In some studies, after providing a definition of what cyberbullying is, researchers use a single
(global) item (“Have you ever cyberbullied someone?” and “Have you ever been cyberbullied?”)
to measure cyberbullying and victimization (Hin- duja & Patchin, 2008; Pabian & Vandebosch,
2015), sedangkan dalam beberapa penelitian lain mereka menggunakan kuesioner berganda
(Palladino et al., 2015; Raskauskas & Stoltz, 2007; Slonje & Smith, 2008). Bergantung pada
karakteristik alat ukur, tingkat prevalensi intimidasi dan viktimisasi tampak bervariasi.
Gradinger, Strohmeier, dan Spiel (2010) menggunakan kedua jenis pengukuran bersama-sama
dan melaporkan bahwa pengukuran item tunggal meremehkan frekuensi. Dalam studi ini, kami
juga mengajukan dua pertanyaan kepada peserta ("Apakah Anda pernah melakukan cyberbullied
seseorang?" Dan "Apakah Anda pernah cyberbullied?") Dan membandingkan frekuensi yang
Metode
Peserta
Kami merekrut total 1.803 siswa sekolah menengah (952 perempuan, 848 laki-laki, dan 3 peserta
yang tidak melaporkan gender) menghadiri sekolah menengah negeri di Ankara, Turki. Usia
rata-rata peserta adalah 16,10 (SD = 1,06) dengan rentang usia 14 hingga 18 tahun.
Instrumen
Untuk mengumpulkan data, kami menggunakan RCBI-II, yang pada awalnya dikembangkan
dalam bahasa Turki, dan versi Turki dari Revisi Olweus Bully / Victim Questionnaire (ROBVQ)
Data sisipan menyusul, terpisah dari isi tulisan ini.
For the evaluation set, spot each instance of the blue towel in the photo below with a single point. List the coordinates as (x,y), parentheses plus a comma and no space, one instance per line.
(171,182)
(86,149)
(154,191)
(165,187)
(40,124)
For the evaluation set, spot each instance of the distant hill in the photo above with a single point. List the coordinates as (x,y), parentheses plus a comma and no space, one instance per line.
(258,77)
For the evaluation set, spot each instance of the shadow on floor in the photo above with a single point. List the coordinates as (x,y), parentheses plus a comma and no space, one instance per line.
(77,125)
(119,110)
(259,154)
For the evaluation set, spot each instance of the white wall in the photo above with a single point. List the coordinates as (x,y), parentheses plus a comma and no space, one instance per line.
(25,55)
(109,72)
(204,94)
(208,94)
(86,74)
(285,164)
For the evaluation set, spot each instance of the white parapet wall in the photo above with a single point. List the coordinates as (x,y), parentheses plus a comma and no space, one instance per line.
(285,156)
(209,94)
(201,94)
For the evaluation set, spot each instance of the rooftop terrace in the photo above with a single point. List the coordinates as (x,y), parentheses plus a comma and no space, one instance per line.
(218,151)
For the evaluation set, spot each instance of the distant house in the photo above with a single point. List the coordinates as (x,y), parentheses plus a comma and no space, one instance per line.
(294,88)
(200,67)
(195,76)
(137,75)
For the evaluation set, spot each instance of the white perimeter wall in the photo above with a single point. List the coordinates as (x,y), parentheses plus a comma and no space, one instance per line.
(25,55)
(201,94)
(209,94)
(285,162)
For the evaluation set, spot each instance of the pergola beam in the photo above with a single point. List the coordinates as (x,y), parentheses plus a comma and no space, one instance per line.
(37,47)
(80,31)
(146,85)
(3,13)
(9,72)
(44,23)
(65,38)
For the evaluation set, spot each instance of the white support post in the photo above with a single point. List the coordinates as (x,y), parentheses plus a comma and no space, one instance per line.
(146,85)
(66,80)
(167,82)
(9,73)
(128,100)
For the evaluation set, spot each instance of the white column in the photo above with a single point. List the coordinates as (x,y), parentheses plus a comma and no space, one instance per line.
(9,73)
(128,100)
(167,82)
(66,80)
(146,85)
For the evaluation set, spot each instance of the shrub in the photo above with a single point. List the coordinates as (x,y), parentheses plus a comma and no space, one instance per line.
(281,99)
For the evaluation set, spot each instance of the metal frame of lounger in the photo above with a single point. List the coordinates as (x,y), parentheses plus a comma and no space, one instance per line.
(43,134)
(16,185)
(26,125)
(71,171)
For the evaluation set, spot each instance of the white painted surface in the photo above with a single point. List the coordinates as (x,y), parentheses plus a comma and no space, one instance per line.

RCBI-II memiliki 10 item dan dua kolom penilaian. Para peserta menilai setiap item dua kali
(satu kali untuk melaporkan pengalaman cyberbullying di kolom "I do it" dan satu kali untuk
melaporkan cybervictimization
pengalaman dalam kolom "Itu terjadi pada saya") pada skala peringkat 4 poin (1 = tidak pernah,
2 = sekali, 3 = dua atau tiga kali, 4 = lebih dari tiga kali). Di atas tabel di mana item terdaftar,
ada kalimat awal "Di Internet ..." dan kemudian item terdaftar di bawah ini. Salah satu item
sampel adalah "mengirim pesan yang memalukan atau menyakitkan." Skor terendah yang
mungkin adalah 10 dan skor tertinggi yang mungkin adalah 40, di mana skor yang lebih tinggi
penilaian kategori juga dimungkinkan. Mereka yang menerima 10 poin dikelompokkan sebagai
siswa yang tidak terlibat dalam cyberbullying. Untuk menentukan cyberbullies dan cybervictims,
cyberbullied atau menjadi korban cyber hanya sekali untuk memenuhi kriteria pengulangan.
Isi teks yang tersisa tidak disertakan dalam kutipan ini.